Figure 4Mucorales iron metabolism. Iron is required for Mucorale growth. Fungi can obtain iron through permease Ftr1 and Fob1/2 system. Strong iron affinity molecules can obtain iron from the iron chelator, deferoxamine, which is ultimately acquired by fungi for growth. Iron-binding activity of transferrin is impaired in DKA patients: low pH dissociates iron from transferrin and high glucose concentrations can glycosylate transferrin, resulting in the release of free iron. Ketone bodies impair phagocytosis and dampen the immune response in DKA patients. Ftr1: high-affinity iron permease 1 (Fe TRansporter); Fob1/2, ferrioxamine binding (Fob) proteins 1/2; BHB, Beta-Hydroxybutyrate; DKA, Diabetic ketoacidosis.
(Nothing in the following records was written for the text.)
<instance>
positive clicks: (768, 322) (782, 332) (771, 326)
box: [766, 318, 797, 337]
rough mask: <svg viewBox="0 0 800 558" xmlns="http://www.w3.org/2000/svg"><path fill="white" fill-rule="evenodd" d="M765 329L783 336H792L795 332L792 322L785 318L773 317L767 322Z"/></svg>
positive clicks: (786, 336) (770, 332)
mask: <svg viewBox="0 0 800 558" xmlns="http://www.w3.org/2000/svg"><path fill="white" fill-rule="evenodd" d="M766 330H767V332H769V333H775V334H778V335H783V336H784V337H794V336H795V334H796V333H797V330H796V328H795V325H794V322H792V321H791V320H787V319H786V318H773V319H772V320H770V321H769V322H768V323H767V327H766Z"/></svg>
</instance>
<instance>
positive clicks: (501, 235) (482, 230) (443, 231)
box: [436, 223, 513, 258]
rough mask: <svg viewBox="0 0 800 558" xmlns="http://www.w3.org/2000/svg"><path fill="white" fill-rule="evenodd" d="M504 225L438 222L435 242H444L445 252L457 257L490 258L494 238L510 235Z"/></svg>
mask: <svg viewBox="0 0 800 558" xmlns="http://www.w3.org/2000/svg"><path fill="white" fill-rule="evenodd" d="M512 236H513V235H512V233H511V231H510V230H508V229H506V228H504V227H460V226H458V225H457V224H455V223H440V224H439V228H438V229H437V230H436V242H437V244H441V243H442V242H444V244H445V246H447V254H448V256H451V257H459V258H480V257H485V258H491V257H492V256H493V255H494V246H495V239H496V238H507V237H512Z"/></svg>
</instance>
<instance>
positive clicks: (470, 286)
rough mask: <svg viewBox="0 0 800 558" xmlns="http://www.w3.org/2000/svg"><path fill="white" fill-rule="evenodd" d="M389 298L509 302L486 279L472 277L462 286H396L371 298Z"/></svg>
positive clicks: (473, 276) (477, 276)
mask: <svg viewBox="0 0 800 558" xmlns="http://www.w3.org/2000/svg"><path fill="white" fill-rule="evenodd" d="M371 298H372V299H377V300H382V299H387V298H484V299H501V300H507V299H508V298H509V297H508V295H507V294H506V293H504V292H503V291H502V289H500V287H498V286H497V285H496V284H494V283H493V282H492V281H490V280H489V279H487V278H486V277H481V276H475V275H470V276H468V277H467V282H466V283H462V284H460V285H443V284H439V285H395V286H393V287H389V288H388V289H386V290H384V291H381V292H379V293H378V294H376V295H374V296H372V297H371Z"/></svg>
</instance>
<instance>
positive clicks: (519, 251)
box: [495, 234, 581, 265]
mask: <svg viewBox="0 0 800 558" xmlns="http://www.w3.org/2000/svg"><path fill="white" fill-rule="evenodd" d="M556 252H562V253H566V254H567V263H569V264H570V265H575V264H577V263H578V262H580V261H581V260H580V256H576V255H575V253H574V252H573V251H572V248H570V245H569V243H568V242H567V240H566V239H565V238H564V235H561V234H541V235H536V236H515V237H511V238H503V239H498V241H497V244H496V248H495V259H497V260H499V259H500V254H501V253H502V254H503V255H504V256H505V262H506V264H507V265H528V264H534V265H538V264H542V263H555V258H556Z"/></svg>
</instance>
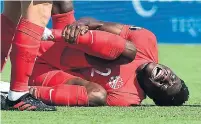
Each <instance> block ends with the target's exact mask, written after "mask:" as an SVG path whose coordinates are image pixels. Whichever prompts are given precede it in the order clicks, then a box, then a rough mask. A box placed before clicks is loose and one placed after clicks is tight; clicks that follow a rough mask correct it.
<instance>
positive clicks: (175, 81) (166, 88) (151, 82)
mask: <svg viewBox="0 0 201 124" xmlns="http://www.w3.org/2000/svg"><path fill="white" fill-rule="evenodd" d="M139 73H141V74H142V75H143V79H141V80H140V81H139V83H143V84H144V87H145V89H146V90H147V92H149V93H151V94H153V95H154V94H158V93H164V94H168V95H172V94H175V93H177V92H179V91H180V89H181V80H180V78H179V77H177V76H176V75H175V74H174V72H173V71H172V70H171V69H170V68H168V67H166V66H164V65H161V64H156V63H149V64H144V65H142V66H141V67H139V68H138V70H137V74H139Z"/></svg>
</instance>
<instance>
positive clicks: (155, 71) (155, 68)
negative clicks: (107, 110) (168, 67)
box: [153, 68, 157, 77]
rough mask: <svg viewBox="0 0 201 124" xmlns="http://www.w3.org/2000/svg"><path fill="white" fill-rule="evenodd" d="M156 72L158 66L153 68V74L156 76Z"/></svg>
mask: <svg viewBox="0 0 201 124" xmlns="http://www.w3.org/2000/svg"><path fill="white" fill-rule="evenodd" d="M156 74H157V68H155V69H154V70H153V75H154V77H156Z"/></svg>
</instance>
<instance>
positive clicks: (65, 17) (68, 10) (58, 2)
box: [52, 0, 75, 29]
mask: <svg viewBox="0 0 201 124" xmlns="http://www.w3.org/2000/svg"><path fill="white" fill-rule="evenodd" d="M73 22H75V17H74V10H73V3H72V1H69V0H66V1H53V7H52V23H53V29H63V28H64V27H65V26H66V25H69V24H72V23H73Z"/></svg>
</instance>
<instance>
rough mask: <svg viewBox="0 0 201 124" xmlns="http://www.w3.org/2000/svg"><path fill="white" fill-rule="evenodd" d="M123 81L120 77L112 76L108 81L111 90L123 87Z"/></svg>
mask: <svg viewBox="0 0 201 124" xmlns="http://www.w3.org/2000/svg"><path fill="white" fill-rule="evenodd" d="M123 83H124V82H123V79H122V78H121V77H120V76H112V77H111V78H110V79H109V86H110V87H111V88H112V89H119V88H121V87H122V86H123Z"/></svg>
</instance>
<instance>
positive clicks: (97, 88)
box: [88, 87, 107, 106]
mask: <svg viewBox="0 0 201 124" xmlns="http://www.w3.org/2000/svg"><path fill="white" fill-rule="evenodd" d="M106 98H107V92H106V90H105V89H103V88H100V87H99V88H94V89H93V90H91V92H88V99H89V106H104V105H106Z"/></svg>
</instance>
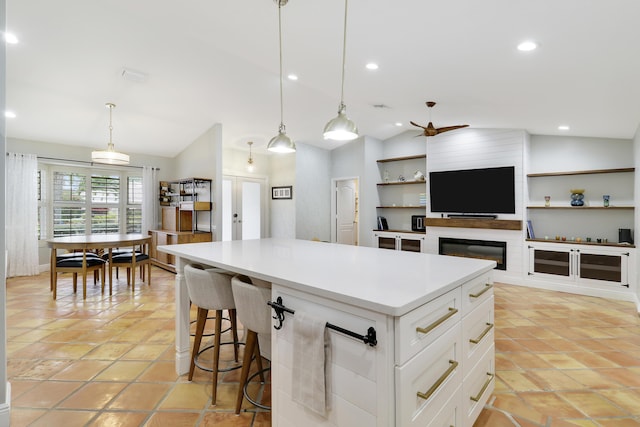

Figure 5Regulation of iron stores by hepcidin during COVID-19. Hepcidin levels are increased following IL-6-mediated action on hepatocytes. Hepcidin sequesters iron levels inside the cells by downregulating ferroportin (Fpn). The decrease in iron levels leads to anemia and ultimately culminates in hypoxemia. Hepcidin-mediated decrease in iron levels may provide protection against pathogens such as mucorales fungi. IL-6, Interleukin-6; Fpn, Ferroportin.